Freitag, 31. Juli 2015

Alles immer besser ausgedrückt...

Ein Wort, das ich für meine Germanistikprüfung wie ein Schwein geübt habe, ich konnte es wochenlang nicht ohne Stocken aussprechen, war das Wort Determinativkompositum. Es bezeichnet ein zusammengesetztes Wort, bei dem die erste Hälfte die zweite erklärt. Oft wird der Inhalt angegeben, wie z.B. bei Mango-Mousse, oder aber auch die Funktion. So ist ein Koch-Topf ein Topf, in dem man Sachen kocht, meistens essbare, und eine Brat-Pfanne eine Pfanne, in der man brät, auch meistens essbare Dinge.

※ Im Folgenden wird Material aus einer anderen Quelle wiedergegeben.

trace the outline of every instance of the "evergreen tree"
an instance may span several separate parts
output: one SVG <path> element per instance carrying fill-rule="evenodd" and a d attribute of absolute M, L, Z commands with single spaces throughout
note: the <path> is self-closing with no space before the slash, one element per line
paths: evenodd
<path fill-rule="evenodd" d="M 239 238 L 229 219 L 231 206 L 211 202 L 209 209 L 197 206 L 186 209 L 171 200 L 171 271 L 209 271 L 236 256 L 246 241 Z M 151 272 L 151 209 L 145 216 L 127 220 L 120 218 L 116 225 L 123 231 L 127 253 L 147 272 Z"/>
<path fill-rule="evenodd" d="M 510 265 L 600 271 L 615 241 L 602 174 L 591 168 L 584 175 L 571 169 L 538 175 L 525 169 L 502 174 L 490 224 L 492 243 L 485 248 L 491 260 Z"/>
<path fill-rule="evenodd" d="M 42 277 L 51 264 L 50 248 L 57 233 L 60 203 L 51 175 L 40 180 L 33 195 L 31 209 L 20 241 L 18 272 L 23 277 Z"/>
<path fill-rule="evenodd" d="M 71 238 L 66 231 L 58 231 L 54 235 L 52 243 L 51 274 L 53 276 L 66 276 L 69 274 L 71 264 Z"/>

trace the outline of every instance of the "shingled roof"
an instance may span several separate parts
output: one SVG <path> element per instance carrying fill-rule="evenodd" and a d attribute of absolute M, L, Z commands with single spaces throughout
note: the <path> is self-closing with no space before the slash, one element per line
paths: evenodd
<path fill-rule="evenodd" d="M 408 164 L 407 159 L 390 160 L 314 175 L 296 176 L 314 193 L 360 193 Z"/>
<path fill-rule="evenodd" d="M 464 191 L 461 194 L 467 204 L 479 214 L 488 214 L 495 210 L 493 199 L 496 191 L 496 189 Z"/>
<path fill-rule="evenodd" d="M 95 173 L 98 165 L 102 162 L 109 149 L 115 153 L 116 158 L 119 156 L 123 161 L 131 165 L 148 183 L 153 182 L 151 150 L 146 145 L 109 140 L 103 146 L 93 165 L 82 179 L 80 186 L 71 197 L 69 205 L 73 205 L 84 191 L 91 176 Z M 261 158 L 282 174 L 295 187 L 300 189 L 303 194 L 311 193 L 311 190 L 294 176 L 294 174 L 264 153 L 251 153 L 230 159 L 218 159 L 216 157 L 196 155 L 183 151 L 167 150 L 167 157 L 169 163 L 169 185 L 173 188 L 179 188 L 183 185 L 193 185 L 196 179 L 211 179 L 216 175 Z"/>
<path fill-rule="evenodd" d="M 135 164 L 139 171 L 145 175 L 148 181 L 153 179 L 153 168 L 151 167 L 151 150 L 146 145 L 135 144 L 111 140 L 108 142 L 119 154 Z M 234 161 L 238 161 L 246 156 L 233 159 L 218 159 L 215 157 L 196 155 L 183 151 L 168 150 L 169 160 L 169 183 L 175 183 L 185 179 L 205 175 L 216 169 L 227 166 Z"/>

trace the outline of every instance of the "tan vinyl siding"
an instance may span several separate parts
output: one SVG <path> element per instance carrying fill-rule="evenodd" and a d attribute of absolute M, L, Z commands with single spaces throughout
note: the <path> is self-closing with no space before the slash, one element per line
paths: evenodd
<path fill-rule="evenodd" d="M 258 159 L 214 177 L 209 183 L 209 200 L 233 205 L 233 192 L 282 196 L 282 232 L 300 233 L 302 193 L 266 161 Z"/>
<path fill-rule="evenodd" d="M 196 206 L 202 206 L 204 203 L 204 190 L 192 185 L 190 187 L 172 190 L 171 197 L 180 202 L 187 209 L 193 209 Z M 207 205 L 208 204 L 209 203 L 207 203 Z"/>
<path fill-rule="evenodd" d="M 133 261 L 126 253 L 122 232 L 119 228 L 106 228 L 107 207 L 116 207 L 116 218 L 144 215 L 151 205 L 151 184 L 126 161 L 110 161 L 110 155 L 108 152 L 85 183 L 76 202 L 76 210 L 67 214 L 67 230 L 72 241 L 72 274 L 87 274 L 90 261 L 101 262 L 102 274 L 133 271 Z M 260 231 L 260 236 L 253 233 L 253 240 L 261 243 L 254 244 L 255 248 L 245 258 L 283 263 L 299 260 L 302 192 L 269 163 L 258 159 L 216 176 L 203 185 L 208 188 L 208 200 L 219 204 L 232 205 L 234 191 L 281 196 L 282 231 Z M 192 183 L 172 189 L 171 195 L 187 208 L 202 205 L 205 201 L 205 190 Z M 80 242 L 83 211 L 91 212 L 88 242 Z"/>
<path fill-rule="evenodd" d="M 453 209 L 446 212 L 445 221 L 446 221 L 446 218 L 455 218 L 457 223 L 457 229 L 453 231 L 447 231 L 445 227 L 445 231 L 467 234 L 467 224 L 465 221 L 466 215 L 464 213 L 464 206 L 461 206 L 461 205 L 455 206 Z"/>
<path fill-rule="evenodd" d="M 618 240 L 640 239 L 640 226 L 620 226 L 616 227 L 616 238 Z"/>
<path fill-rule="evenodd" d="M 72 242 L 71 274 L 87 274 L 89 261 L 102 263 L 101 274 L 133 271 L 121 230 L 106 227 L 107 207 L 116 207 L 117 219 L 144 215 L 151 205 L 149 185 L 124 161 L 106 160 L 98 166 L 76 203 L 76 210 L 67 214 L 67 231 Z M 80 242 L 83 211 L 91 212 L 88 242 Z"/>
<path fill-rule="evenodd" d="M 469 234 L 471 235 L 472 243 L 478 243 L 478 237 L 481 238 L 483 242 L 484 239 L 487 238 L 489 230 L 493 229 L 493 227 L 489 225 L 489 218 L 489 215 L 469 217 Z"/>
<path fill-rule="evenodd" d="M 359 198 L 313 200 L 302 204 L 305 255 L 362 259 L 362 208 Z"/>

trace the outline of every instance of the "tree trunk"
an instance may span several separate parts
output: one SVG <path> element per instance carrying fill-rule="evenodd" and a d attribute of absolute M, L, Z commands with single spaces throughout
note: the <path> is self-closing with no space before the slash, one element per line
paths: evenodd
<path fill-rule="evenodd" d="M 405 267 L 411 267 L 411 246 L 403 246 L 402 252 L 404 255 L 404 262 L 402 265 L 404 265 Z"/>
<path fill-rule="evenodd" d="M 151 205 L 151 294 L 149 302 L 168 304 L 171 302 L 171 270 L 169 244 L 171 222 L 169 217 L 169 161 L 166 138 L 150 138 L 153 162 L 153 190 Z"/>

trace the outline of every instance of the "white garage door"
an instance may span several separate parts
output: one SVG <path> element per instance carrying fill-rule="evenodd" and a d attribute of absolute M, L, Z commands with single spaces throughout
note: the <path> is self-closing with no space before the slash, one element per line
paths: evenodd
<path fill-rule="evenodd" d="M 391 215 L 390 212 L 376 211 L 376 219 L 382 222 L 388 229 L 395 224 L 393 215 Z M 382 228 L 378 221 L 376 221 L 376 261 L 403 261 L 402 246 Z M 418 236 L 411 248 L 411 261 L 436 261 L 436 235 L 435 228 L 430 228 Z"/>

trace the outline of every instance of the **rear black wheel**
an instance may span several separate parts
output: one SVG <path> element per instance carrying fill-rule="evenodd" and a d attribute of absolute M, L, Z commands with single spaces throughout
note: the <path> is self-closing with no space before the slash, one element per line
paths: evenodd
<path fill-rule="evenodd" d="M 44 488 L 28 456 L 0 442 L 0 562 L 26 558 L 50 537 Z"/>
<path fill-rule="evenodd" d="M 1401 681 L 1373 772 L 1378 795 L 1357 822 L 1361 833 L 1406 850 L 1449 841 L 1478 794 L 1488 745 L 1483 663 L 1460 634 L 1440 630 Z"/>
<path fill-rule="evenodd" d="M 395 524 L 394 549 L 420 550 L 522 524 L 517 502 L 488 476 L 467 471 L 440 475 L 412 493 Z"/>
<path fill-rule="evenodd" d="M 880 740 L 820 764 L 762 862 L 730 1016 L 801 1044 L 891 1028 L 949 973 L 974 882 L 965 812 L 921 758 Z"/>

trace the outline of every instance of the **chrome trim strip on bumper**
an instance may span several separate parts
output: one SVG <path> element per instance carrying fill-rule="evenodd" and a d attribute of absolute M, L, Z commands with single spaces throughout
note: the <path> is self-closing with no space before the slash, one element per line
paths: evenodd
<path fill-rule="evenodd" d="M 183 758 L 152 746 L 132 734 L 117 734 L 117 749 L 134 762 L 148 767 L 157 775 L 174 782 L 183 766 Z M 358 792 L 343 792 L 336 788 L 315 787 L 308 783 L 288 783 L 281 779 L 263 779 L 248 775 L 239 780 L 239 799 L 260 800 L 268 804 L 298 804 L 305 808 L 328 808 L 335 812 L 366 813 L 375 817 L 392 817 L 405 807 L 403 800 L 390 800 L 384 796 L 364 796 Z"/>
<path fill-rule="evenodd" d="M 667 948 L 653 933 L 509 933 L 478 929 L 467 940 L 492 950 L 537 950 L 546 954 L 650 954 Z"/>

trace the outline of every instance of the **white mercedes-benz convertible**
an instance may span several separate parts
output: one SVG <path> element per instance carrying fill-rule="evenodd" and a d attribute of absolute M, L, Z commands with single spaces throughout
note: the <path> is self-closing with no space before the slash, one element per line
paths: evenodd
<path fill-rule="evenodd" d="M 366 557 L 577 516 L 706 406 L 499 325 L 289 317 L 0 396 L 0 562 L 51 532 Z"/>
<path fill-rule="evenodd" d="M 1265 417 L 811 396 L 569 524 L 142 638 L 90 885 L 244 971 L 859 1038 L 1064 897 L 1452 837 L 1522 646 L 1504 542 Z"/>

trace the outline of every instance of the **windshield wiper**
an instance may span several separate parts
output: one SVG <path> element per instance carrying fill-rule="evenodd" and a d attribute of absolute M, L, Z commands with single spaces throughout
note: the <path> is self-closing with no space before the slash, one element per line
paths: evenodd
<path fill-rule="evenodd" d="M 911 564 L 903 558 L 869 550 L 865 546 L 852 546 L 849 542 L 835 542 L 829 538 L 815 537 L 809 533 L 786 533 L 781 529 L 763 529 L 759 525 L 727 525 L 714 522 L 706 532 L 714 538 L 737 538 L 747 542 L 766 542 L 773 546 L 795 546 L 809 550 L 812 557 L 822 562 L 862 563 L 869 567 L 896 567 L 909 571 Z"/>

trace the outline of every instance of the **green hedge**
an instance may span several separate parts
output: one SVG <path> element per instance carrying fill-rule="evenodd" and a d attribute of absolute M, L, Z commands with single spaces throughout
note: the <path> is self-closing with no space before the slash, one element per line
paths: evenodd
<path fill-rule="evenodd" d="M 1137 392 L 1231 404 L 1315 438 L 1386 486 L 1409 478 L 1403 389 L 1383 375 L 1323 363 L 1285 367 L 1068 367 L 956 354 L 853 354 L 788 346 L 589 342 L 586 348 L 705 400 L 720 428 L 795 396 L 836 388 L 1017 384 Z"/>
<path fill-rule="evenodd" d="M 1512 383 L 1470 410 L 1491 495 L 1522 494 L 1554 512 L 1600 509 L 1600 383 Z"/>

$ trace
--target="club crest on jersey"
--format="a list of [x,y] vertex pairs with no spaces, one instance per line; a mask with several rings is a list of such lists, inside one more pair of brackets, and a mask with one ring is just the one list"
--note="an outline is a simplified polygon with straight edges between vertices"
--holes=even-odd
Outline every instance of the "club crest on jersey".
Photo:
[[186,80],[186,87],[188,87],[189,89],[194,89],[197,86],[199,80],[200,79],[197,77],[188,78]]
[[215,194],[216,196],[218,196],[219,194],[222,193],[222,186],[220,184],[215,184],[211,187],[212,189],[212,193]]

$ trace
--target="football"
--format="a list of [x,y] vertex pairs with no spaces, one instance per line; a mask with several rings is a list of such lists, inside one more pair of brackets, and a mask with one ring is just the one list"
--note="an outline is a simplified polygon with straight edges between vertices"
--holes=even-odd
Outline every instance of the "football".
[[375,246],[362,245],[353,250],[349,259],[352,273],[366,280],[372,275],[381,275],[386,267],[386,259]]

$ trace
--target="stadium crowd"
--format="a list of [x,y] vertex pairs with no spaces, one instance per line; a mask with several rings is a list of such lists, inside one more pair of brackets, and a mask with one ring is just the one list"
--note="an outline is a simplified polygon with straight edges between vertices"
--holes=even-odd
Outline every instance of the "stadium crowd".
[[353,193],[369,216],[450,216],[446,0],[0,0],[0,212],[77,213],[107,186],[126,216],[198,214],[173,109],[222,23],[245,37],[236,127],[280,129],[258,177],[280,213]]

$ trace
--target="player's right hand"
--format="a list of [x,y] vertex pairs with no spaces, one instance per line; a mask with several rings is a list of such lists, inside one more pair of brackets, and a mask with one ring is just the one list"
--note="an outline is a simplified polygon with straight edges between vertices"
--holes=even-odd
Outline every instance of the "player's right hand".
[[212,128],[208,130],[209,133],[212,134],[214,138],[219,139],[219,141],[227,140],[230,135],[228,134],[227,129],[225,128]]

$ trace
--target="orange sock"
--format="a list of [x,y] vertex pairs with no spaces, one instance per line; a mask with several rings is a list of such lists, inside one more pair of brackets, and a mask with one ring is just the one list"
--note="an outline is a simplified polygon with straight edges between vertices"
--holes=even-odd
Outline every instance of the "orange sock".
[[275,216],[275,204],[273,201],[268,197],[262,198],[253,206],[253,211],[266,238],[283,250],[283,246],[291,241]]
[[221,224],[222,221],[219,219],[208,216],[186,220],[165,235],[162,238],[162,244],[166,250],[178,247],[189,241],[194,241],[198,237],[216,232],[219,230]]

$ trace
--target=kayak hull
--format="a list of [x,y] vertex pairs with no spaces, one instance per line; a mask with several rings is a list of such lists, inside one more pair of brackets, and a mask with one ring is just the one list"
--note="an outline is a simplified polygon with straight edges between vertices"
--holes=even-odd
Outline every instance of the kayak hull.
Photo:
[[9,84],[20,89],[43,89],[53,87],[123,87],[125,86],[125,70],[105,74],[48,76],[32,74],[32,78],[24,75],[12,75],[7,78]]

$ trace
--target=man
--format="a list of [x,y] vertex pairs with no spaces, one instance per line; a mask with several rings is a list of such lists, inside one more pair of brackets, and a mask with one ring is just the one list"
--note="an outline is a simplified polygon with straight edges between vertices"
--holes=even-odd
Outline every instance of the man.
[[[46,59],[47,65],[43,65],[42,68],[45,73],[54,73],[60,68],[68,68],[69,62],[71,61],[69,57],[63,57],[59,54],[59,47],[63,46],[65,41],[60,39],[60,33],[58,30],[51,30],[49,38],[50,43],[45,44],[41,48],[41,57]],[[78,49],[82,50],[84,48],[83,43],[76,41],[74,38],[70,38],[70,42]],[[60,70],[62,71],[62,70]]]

Wie ich im letzten Post erwähnte, vermeiden wir bei unangenehmen Dingen aber genau diese genaue Angabe. Was ist ein Fallbeil? Ein Beil, das fällt. Aber wozu? Müsste es nicht Tötungsbeil, Kopf-ab-Beil oder Nackentrennbeil heissen? Müssten wir nicht Hexenvernichtungs-, Ketzerverbrennungs- oder Hinrichtungshaufen statt Scheiterhaufen sagen, was ja determinativkompositumstechnisch einfach ein Haufen aus Holzscheiten ist? Müssten wir nicht Vergiftungsspritze statt Giftspritze sagen?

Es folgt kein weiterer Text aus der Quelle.